For color RGB images, simply repeat the process on each channel separately,
or even apply it to a different colorspace (HSV, Lab*, etc...)
Here is a sample implementation:
function img = correctLighting(img, method)
if nargin<2, method='rgb'; end
switch lower(method)
case 'rgb'
%# process R,G,B channels separately
for i=1:size(img,3)
img(:,:,i) = LinearShading( img(:,:,i) );
end
case 'hsv'
%# process intensity component of HSV, then convert back to RGB
HSV = rgb2hsv(img);
HSV(:,:,3) = LinearShading( HSV(:,:,3) );
img = hsv2rgb(HSV);
case 'lab'
%# process luminosity layer of L*a*b*, then convert back to RGB
LAB = applycform(img, makecform('srgb2lab'));
LAB(:,:,1) = LinearShading( LAB(:,:,1) ./ 100 ) * 100;
img = applycform(LAB, makecform('lab2srgb'));
end
end
function I = LinearShading(I)
%# create X-/Y-coordinate values for each pixel
[h,w] = size(I);
[X Y] = meshgrid(1:w,1:h);
%# fit a linear plane over 3D points [X Y Z], Z is the pixel intensities
coeff = [X(:) Y(:) ones(w*h,1)] \ I(:);
%# compute shading plane
shading = coeff(1).*X + coeff(2).*Y + coeff(3);
%# subtract shading from image
I = I - shading;
%# normalize to the entire [0,1] range
I = ( I - min(I(:)) ) ./ range(I(:));
end
Now lets test it on the given image:
img = im2double( imread('http://i.stack.imgur.com/JmHKJ.jpg') );
subplot(411), imshow(img)
subplot(412), imshow( correctLighting(img,'rgb') )

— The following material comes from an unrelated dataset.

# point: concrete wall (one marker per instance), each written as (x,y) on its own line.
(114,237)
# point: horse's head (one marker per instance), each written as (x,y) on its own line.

subplot(413), imshow( correctLighting(img,'hsv') )
subplot(414), imshow( correctLighting(img,'lab') )
The difference is subtle, but it might improve the results of further image processing and OCR task.
EDIT: Here is some results I obtained by applying other contrast-enhancement techniques IMADJUST, HISTEQ, ADAPTHISTEQ on the different colorspaces in the same manner as above:
Remember you have to fine-tune any parameter to fit your image...
It looks like your question has been more or less answered already (see d00b's comment); however, here are a few basic image processing tips that might help you here.
First, you could try a simple imadjust. This simply maps the pixel intensities to a "better" value, which often increases the contrast (making it easier to view/read). I have had a lot of success with it in my work. It is easy to use too! I think its worth a shot.
Also, this looks promising if you simply want a higher resolution image.
Enjoy the "pleasure" of image-processing in MATLAB!
Good luck,
tylerthemiler
P.S. If you are flattening the image to binary tho, you are most likely ruining the image to start with, so don't do that if you can avoid it!
As you only want to find digits (of which there are only 10), you can use cross-correlation.
For this you would Fourier transform the picture of the plate. You also Fourier transform a pattern you want to match a good representation of a picture of the digit 1. Then you multiply in fourier space and inversely Fourier transform the result.
In the final cross-correlation, you will see pronounced peaks, where the pattern overlaps nicely with your image.
You do this 10 times and know where each digit is. Note that you must correct the tilt before you do the cross correlation.
This method has the advantage that you don't have to threshold your image.
There are certainly much more sophisticated algorithms in the literature for assigning number plates. One could for example use Bayes theory to estimate which digit would most likely occur (this helps a lot if you already have a databases of possible numbers).